How to create an S3 Connection?

S3 Connections

To create an S3 Connection using a Bucket Policy, you have to first select the bucket from which the data needs to be migrated. Once the connection is created, a bucket policy will be available for the user to download. The bucket policy generated should be attached to the source bucket which was added to the connection during creation.

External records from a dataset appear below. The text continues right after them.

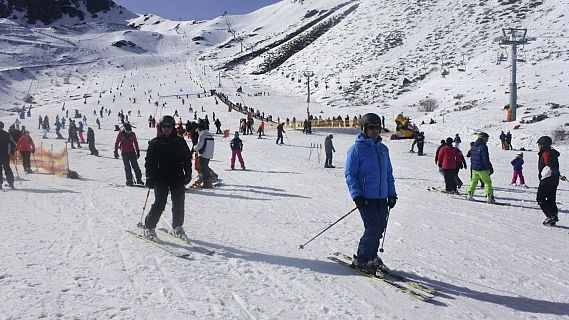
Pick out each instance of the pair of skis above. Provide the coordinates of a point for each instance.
(190, 246)
(390, 278)
(463, 197)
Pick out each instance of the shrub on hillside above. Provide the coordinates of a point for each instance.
(428, 105)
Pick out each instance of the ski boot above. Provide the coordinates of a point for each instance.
(550, 221)
(150, 234)
(179, 232)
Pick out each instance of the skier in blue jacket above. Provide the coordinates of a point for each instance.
(369, 176)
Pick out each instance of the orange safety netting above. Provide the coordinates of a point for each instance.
(47, 161)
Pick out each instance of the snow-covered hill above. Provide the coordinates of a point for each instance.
(66, 252)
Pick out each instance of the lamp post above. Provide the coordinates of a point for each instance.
(308, 75)
(513, 37)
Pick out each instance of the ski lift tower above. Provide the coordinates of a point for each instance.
(513, 37)
(308, 75)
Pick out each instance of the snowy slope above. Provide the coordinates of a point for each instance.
(66, 252)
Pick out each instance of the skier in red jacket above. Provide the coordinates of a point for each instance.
(448, 158)
(126, 141)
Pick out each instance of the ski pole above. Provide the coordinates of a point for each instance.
(140, 224)
(385, 231)
(330, 226)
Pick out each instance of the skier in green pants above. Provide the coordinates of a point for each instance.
(481, 168)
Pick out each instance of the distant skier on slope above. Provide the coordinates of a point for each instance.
(481, 168)
(329, 150)
(128, 144)
(205, 148)
(369, 176)
(168, 168)
(7, 148)
(549, 176)
(236, 146)
(448, 160)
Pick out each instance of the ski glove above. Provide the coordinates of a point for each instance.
(391, 201)
(361, 202)
(149, 182)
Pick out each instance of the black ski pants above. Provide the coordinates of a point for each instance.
(177, 194)
(130, 163)
(546, 196)
(5, 163)
(450, 182)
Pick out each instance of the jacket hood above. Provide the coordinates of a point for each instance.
(362, 138)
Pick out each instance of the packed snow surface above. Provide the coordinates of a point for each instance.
(67, 255)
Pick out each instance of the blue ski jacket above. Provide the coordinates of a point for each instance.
(368, 170)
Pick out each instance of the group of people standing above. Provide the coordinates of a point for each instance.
(450, 160)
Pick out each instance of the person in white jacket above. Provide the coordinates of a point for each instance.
(205, 148)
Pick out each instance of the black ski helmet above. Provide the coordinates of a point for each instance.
(545, 141)
(369, 118)
(168, 120)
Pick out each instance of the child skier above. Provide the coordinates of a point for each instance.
(518, 163)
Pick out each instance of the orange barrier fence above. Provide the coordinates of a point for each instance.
(47, 160)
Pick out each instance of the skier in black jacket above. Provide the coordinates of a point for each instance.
(549, 176)
(168, 168)
(7, 148)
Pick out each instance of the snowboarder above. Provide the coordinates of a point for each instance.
(549, 176)
(7, 148)
(236, 145)
(127, 142)
(26, 147)
(518, 163)
(369, 177)
(205, 148)
(91, 142)
(168, 168)
(329, 149)
(481, 168)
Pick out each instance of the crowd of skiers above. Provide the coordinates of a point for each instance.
(450, 160)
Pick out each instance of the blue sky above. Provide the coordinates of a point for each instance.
(193, 9)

To create an S3 Connection using Access Keys, you have to select the bucket from which the data has to be migrated and provide access key and secret access key of the user who has permission to read the data from the bucket.

AttributeDescription
Connection NameGive your connection a unique name.
Connection TypeType of connection, in this case, it is S3.
DescriptionYou can describe the connection purpose and important information about the connection.
Authorized UsersAmorphic users who can access this connection.
S3 BucketName of the bucket from which the dataset files have to be imported.
Connection Access TypeThere are two access types for this connection Access Keys and Bucket Policy.
VersionEnables you to select which version of ingestion scripts to use (Amorphic specific). For any new feature/Glue version that gets added to the underlying ingestion script, new version will be added to the Amorphic.
S3 Bucket RegionRegion where source S3 bucket is created. If the source bucket is in one of the regions (eu-south-1, af-south-1, me-south-1,ap-east-1) then this property needs to be provided and the region needs to be enabled in Amorphic else ingestion fails.
Note

For Redshift use cases with a large number of incoming files, the user should turn ON dataload throttling and set a maximum limit of 90 for redshift.

Upgrade S3 Connection

You can upgrade a connection if a new version is available. Upgrading a connection upgrades the underlying Glue version and the data ingestion script with new features.

Downgrade S3 Connection

You can downgrade a connection to a previous version if the upgrade is not meeting their needs. A connection can only be downgraded if it has been upgraded. The option to downgrade is available on the top right corner if the connection is downgrade compatible.

Connection Versions

1.6

In this version of s3 connection, the data ingestion happens by considering and comparing ETag of the files in source and target.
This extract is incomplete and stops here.